AstraZeneca is bound under the terms of the agreement to link up with its global partners to facilitate global distribution of the vaccine with a particular focus on making it accessible for low and middle income countries.

 “Our partnership with AstraZeneca will be a major force in the struggle against pandemics for many years to come. We believe that together we will be in a strong position to start immunising against coronavirus once we have an effective approved vaccine,” commented Professor Sir John Bell, Regius Professor of Medicine at Oxford University. “Sadly, the risk of new pandemics will always be with us and the new research centre will enhance the world’s preparedness and our speed of reaction the next time we face such a challenge.”

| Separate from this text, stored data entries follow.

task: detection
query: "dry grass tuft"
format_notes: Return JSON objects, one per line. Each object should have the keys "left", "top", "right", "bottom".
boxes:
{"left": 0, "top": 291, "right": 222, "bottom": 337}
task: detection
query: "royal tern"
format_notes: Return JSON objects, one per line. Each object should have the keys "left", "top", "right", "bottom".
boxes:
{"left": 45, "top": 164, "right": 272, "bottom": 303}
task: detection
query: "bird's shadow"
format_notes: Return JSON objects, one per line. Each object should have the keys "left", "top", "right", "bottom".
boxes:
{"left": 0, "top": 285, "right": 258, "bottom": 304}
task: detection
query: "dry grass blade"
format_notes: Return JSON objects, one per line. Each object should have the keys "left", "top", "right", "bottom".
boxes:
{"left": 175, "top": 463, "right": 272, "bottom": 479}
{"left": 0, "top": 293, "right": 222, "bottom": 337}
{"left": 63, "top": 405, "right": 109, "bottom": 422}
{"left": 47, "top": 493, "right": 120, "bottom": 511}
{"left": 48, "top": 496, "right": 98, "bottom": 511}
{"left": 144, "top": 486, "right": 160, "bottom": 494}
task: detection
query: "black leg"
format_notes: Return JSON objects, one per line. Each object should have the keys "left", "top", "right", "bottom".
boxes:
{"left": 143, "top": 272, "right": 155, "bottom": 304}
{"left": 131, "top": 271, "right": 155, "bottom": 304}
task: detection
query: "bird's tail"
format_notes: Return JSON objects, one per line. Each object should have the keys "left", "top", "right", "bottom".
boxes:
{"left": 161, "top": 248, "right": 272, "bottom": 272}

Pascal Soriot, Chief Executive Officer at AstraZeneca, concurred, commenting: “As COVID-19 continues its grip on the world, the need for a vaccine to defeat the virus is urgent. This collaboration brings together the University of Oxford’s world-class expertise in vaccinology and AstraZeneca’s global development, manufacturing and distribution capabilities. Our hope is that, by joining forces, we can accelerate the globalisation of a vaccine to combat the virus and protect people from the deadliest pandemic in a generation.”

The new partnership is the first of its kind to emerge since the launch of the UK Government’s dedicated Vaccines Taskforce two weeks ago to discover, evaluate and deliver an effective vaccine for the virus. The government also injected £20 million into the University of Oxford’s vaccine research project.

UK Government Health Secretary Matt Hancock remarked on the news: “Across government, we are working night and day to stop the spread of coronavirus and protect our NHS. But in the long run, a vaccine remains our best hope of defeating this virus for good. So I am determined to do everything in my power to develop an effective vaccine and get it to the people of the UK as soon as possible. I want the UK to lead the world in developing a coronavirus vaccine - and I will back our scientists to the hilt in doing so.”